- It's been more than 18 months since I last mentioned one of my favorite
unsolved combinatorial puzzles in the recipe for Nov. 21-27, 1984,
so I'll repeat it here. As explained earlier, the problem concerns invariant finitite
configurations, known as stable periodic objects (SPOs), for Moore
neighborhood, threshold 2 excitable cellular automata. But the puzzle can
be formulated quite simply without any reference to the associated
dynamics.
- Namely, supposing that N colors are arranged in a cyclic color
wheel, is it possible to paint a finite collection of sites in the
two-dimensional integer lattice so that each site of a given color
sees at least 2 of its 8 nearest neighbors with the preceding color from
the wheel? It is not hard to design examples for N up to 5 with pencil and
graph paper. N = 6 is more of a challenge; try it! This week's soup is an SPO for
N = 7 designed a few years ago by Dan Pritikin, a combinatorist now at Miami of Ohio.
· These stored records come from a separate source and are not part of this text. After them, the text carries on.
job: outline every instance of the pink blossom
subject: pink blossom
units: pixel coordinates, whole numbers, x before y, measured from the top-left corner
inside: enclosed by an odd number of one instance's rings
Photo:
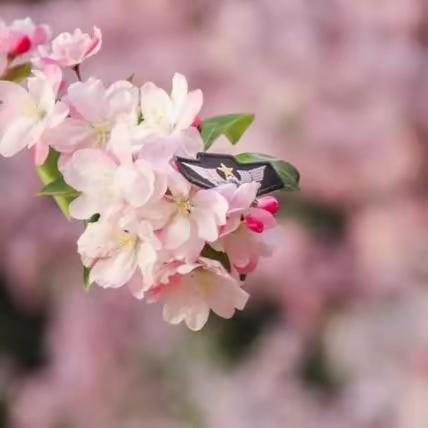
[[[226,184],[218,188],[218,191],[229,202],[227,224],[222,229],[222,235],[233,232],[242,222],[258,233],[276,225],[273,215],[266,209],[257,206],[256,198],[259,187],[259,183],[254,182],[244,183],[241,186]]]
[[[143,159],[119,164],[100,149],[75,152],[63,167],[65,181],[81,192],[70,204],[70,214],[88,219],[120,208],[123,204],[138,208],[151,200],[158,200],[166,187],[156,181],[155,172]]]
[[[126,284],[138,271],[144,288],[153,283],[160,242],[152,226],[134,214],[115,214],[90,223],[78,240],[78,252],[91,269],[89,282],[104,288]]]
[[[61,67],[80,65],[101,49],[101,31],[97,27],[94,27],[93,31],[92,36],[83,33],[79,28],[73,33],[61,33],[52,40],[50,48],[39,48],[40,58],[36,62],[55,63]]]
[[[6,53],[9,60],[47,43],[50,37],[47,25],[35,25],[30,18],[15,20],[10,25],[0,20],[0,52]]]
[[[93,78],[76,82],[68,88],[64,102],[70,107],[70,117],[48,135],[50,144],[61,153],[104,148],[117,123],[137,125],[138,90],[127,81],[108,88]]]
[[[272,255],[272,248],[263,235],[242,223],[232,233],[224,235],[213,247],[224,251],[239,273],[251,273],[257,267],[260,257]]]
[[[172,79],[171,95],[154,83],[141,88],[143,121],[138,136],[143,153],[162,150],[174,155],[193,157],[203,150],[199,131],[192,126],[203,103],[200,89],[190,91],[186,78],[176,73]]]
[[[28,90],[0,81],[0,154],[10,157],[40,142],[46,130],[58,126],[68,108],[56,102],[52,82],[37,72],[27,82]]]
[[[231,318],[235,309],[242,310],[248,294],[217,261],[201,257],[196,263],[176,268],[168,285],[153,288],[151,301],[164,303],[163,317],[171,324],[185,322],[194,331],[208,320],[210,310],[223,318]]]
[[[162,233],[166,249],[178,258],[194,259],[205,242],[214,242],[226,223],[227,200],[216,189],[193,189],[176,171],[169,177],[171,221]]]

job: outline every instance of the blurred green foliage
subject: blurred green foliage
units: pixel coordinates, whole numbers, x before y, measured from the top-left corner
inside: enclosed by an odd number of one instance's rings
[[[250,300],[245,311],[236,311],[230,320],[211,316],[206,330],[212,335],[216,354],[229,367],[239,364],[251,355],[257,339],[278,321],[281,311],[275,301],[264,297]]]

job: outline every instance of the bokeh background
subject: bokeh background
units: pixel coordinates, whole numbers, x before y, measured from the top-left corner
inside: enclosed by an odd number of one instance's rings
[[[83,68],[254,112],[236,151],[293,162],[248,308],[200,333],[127,290],[86,293],[78,224],[27,154],[0,160],[0,426],[426,428],[425,0],[0,2],[55,32],[96,24]],[[231,150],[222,142],[219,150]]]

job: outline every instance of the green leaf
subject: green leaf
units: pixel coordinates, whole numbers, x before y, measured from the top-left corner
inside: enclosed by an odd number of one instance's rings
[[[220,135],[225,135],[232,144],[236,144],[242,134],[253,123],[254,115],[235,113],[205,119],[201,125],[205,150],[208,150]]]
[[[300,173],[291,163],[279,160],[273,156],[263,153],[241,153],[235,156],[239,162],[269,162],[275,168],[275,171],[281,177],[284,183],[283,190],[293,192],[299,190]]]
[[[76,198],[79,196],[79,192],[70,187],[63,177],[57,178],[55,181],[47,184],[39,192],[40,196],[68,196],[70,198]]]
[[[8,80],[9,82],[19,83],[26,79],[30,73],[31,63],[27,62],[25,64],[16,65],[15,67],[9,68],[2,79]]]
[[[46,162],[37,168],[37,174],[45,186],[62,177],[61,172],[58,170],[58,158],[59,153],[51,149]],[[68,206],[76,196],[56,195],[53,197],[65,217],[70,218]]]
[[[223,253],[222,251],[216,251],[214,250],[213,247],[211,247],[210,245],[205,245],[204,249],[202,250],[201,253],[202,257],[206,257],[208,259],[213,259],[213,260],[217,260],[218,262],[220,262],[223,267],[230,272],[231,270],[231,265],[230,265],[230,260],[229,257],[226,253]]]
[[[89,269],[86,266],[83,266],[83,287],[87,291],[91,288],[91,283],[89,282],[90,273],[91,273],[91,269]]]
It reminds me of a pagoda at least as much as Ursa Major suggests a bear. The frame around
the image specifies the cyclic palette arrangement if anyone wants to verify
the solution by hand. (A more sensible alternative is to use our
WinCA software to check invariance under range 1 Box, threshold 2,
7 color Greenberg-Hastings dynamics.) Get the experiment
dan7.xpt and initial bitmap
dan7.bmp to watch the pagoda's
evolution.
- Remarkably, Pritikin went on to find exotic SPOs for 8, 9 and 10 colors, this last being
featured in our recipe a year and a half ago. Get
dan10.bmp to
meet the record holder since there is still no known example with 11 or
more colors. In contrast to Dan's 10-color giant, which sends out waves in
four directions under GH dynamics, the pagoda is content to shimmer. For anyone
with a combinatorial bent who would like to make new progress on this
problem, I suggest that the most 'doable' and interesting result at this
point would be to show there are no examples once N is sufficiently large.
That seems to be the conjecture of most folks who have thought about the issue.
Whatever methods might establish the existence of a finite maximal number of possible colors
would undoubtedly yield dividends for other chapters in excitable CA theory.